マスク研究家が解説「布マスクでOKな場所、不織布にすべき場所」
プレジデントオンライン / 2021年1月19日 11時15分
※本稿は飯田裕貴子・眞鍋葉子『感染症時代のマスクの教科書』(小学館)の一部を再編集したものです。
■マスクでできること、できないこと
感染症のリスクが身近に迫る時代において、私たちはマスクとの付き合い方をどのように考えていけばよいのでしょうか。
科学の進化にもかかわらず、大正時代にインフルエンザが流行したときと現代の感染症対策は、基本的には、ほぼ同じ「手洗い、うがい、マスク着用」です。今後も、大きくは変わらないのかもしれません。
また高機能なマスクさえ着ければ、100%安全で感染しない、ということにはなりません。
そこで今一度、現在最も多く使用されている不織布マスクのできること、できないことについて、ご説明していきます。
できることのひとつ目は、「咳やくしゃみなどで飛散するウイルスなどを含む飛沫を抑える」です。マスクのこの効果が、今回の新型コロナウイルス感染症では評価されました。咳やくしゃみで飛ぶ「飛沫」というのは、直径5μm以上の大きさの粒子を指しています。
![飯田裕貴子・眞鍋葉子『感染症時代のマスクの教科書』(小学館)](https://president.ismcdn.jp/mwimgs/0/a/200/img_0a32ef42a559ae285f96cd811dbe9a80188757.jpg)

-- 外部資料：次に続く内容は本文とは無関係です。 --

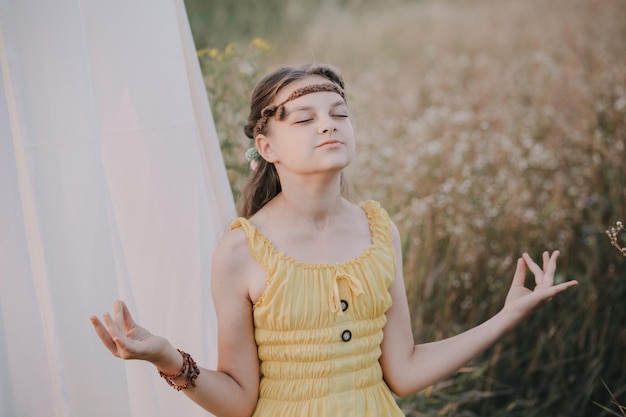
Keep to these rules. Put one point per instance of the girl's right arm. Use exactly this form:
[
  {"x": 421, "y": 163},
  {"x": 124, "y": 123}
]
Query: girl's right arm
[{"x": 232, "y": 389}]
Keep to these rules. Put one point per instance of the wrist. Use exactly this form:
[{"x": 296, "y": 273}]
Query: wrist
[{"x": 169, "y": 360}]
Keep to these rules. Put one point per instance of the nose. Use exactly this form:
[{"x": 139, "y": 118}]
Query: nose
[{"x": 327, "y": 125}]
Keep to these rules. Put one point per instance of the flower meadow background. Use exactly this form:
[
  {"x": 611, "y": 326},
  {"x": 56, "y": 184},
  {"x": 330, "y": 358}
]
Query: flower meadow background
[{"x": 486, "y": 128}]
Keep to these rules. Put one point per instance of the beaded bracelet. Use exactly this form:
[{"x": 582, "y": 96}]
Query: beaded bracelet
[{"x": 189, "y": 366}]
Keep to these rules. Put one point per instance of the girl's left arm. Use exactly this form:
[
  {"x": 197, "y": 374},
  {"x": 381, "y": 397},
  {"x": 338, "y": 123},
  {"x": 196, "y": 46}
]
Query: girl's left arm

ふたつ目は、「咳やくしゃみなどで飛散する、ウイルスなどを含む飛沫から防護する」。咳やくしゃみなどの飛沫は平均2m程度飛散すると言われています。またマスクをすることで発生源から飛沫が飛んできたとしても、着けたマスクでブロックすることができます。

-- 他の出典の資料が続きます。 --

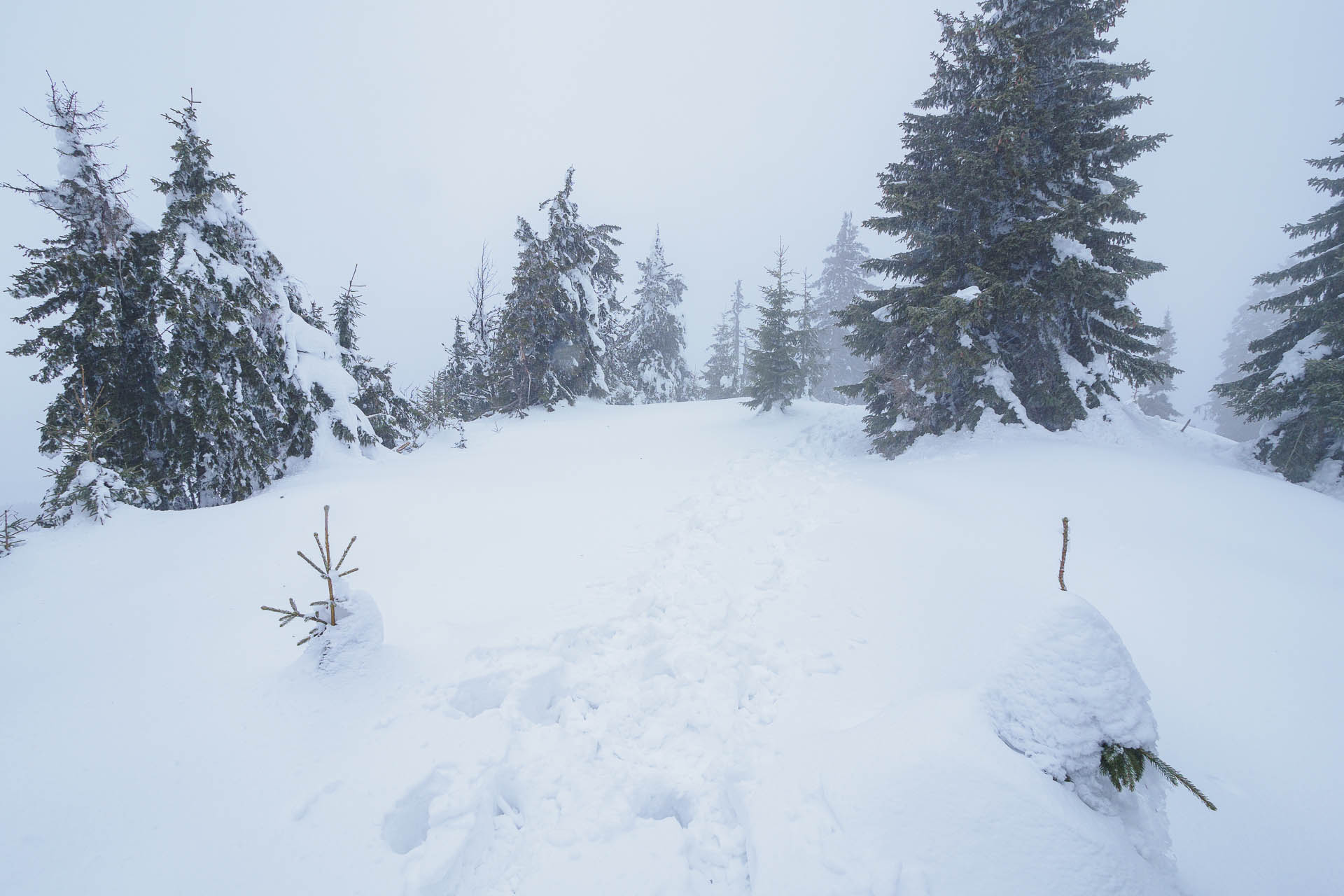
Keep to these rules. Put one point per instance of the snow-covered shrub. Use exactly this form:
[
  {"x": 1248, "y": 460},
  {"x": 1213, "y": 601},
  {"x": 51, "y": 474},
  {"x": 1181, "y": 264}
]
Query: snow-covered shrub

「鼻やのどの乾燥を防ぐ」効果もあります。ウイルスを吸い込むこと=感染、ではありません。免疫がウイルスの増殖を抑えることができなかった場合に、発症します。のどや鼻の粘膜の乾燥を防ぐことで免疫が働きやすくなり、ウイルスなどが増殖しにくくなります。ウイルスを吸い込んでしまったとしても、マスクをすることで感染を抑えやすくなるのです。
■静電気で粒子を捕集することも
さらに、マスクをしていることで「ウイルスなどが付着した手で鼻や口を直接触らない」ですみます。くしゃみ等で飛び出す飛沫以外に、ドアノブやエレベーターのボタンなど、人が手でよく触る場所を介してウイルスが人から人へ移動するからです。しかし、手にウイルスなどがついたとしても、その手で鼻や口、目などの粘膜を触らなければ発症しません。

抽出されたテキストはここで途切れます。